Monday, June 23, 2008

Sun City Girls-You're Never Alone with a Cigarette

With last year's passing of Charles Gocher, Sun City Girls will exist only in the realm of memory. Luckily for music consumers, they documented a lot of their work. Some of it is getting rather expensive to be had, but thankfully Abduction has reissued an affordable batch of great work from the band, most of it from 1988. You're Never Alone with a Cigarette is made up of nine killer examples of the band, in prime form, really playing their way to a sound that is theirs alone. Their music is an awe-inspiring mixture of influences and modes, launched from a Rock base, that goes just about anywhere they Will it to go. It's fucking courageous music. Here are a few attempts at describing the amazing sounds on this disc.
Let's start with Alan Bishop. His dense bass chords anchor the group's playing. One would be hard put to find as strong an electric bassist in any era. His playing has similar density to Jazz players such as Charnette Moffatt or William Parker, and the fact that he gets such a rich, complex, and organic sound out of an electric bass is amazing. It's some earthy, hardened, funky playing, and it keeps the improvisatory flights of the band physical. Alan's playing gives Sun City Girls a real heaviness. His Moroccan flute playing is pretty damn sweet, too.
Richard Bishop's guitar playing moves from speedy runs to sweet melodies to mind-melting slide effects. On the longer songs he takes all the liberty he needs, but never sounds bored or boring. His shorter compositions are just beautiful folk music. Like his brother, the closest comparisons to other players must come from Jazz (Sonny Sharrock, Blood Ulmer, Barney Kessell), but his mastery and freakiness place him atop his own guitar hero mountain.
Last but not least is the late Gocher. Here we find a drummer that combines basic elements with extreme subtlety. He often pulses the music with a simple quarter note bass drum thump, reminiscent at times of marching bands, at others of avant-garde music a la Moondog's or Albert Ayler's. Atop this bass drum pulse there is a weave of percussion on the tom toms and snare drum. His approach on these drums sounds a lot like the best tabla playing, in the way it comments upon and shades the melodies. There is nary a cymbal bash to be found. Gocher's cymbal playing often has the shimmering quality of the gongs used to such great effect in the Gamelan music Sun City Girls love(d) so much.

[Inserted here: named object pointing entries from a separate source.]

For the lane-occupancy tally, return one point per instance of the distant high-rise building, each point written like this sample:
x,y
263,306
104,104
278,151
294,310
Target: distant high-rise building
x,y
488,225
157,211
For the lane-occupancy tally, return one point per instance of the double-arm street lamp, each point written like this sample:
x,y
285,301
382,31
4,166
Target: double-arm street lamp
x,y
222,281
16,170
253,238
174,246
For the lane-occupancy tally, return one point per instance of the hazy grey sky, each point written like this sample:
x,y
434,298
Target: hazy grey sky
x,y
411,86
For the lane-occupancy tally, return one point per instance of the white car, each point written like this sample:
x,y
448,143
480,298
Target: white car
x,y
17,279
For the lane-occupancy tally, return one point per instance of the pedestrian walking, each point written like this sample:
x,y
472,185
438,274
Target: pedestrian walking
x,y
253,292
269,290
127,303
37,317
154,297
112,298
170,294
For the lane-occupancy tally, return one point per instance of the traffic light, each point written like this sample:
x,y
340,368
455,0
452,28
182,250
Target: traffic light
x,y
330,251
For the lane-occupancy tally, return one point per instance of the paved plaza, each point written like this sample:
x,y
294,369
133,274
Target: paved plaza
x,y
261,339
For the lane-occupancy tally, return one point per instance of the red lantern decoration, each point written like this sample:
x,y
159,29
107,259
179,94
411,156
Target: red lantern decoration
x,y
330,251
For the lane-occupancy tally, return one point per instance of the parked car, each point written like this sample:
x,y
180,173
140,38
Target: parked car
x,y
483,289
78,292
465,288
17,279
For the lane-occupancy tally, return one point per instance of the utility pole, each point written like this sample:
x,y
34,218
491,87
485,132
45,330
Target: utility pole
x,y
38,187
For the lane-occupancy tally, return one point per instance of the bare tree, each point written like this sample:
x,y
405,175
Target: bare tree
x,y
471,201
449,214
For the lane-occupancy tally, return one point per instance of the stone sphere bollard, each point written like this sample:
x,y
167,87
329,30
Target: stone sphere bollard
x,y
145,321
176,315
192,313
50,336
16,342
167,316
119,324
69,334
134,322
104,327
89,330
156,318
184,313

His drumming serves as a model for any percussionists who would like to play "World Music". It draws upon elements from around the world, yet clearly is a World unto itself.
Now on to the tunes. There isn't a bad one in the bunch. Especially effective are the improvised trios, in which Sun City Girls interact as if of one mind. Their jams become incredible psychedelic cascades. These tunes are hypnotic and trippy, and the band flows with the telepathic communication that bands achieve from playing together a lot. This is not tightness in a traditional virtuoso based Jazz or improv-Rock sense. This is tightness on the order of the best improvised music. The instruments interact, respond, break off, re-join, and flow on, a collective entity. It's really wonderful to hear. Breaks in the action are provided by South Asian tinged acoustic chants and soundtrack-like bits, which are fun and entertaining. Of particular note is the tune about the doomed Mr. Wilkinson, Harmful Little Armful, lasting a mere forty-three seconds, but packing more punch than any other O.D. tune I've ever heard. The watery chords and brushed snare drum give this song a lonesome, isolated feel. This, combined with the short duration, make for a scary, sinking feeling. I've never O.D.'d on anything, but can imagine that this may be what it feels like to do so.
Cigarettes are bad. Sun City Girls are more than good. Spend some time alone with their music, and imagine Charles Gocher reaching out and giving you a nice, big Germs burn with his eternal cancer stick. Then close your eyes and watch your mind explode and collapse. His band can have that kind of effect on you.


2 comments:

Michael said...

Mr. Wilkinson = Will Shatter, right? Yes, I think I'll haveta search out this record - I am woefully undereducated when it comes to the SCG.

We are liquid said...

Yes, Russell Wilkinson was Will Shatter. Meri St. Meri of SF once pointed at an apartment and said to me: "that's where Will died". Sad. Sun City Girls are another great headphone band. Saw 'em at the Chameleon on Valencia St. in 1991 or '92. Gocher at point started playing his kit with a feather duster! He was a strange cat! Great drummer, too. SCG to me are what groups like Sonic Youth and Butthole Surfers could have evolved into, had they been less careerist.Thanks for reading, M!
ps-can't wait for the BPeople reissue on Warning!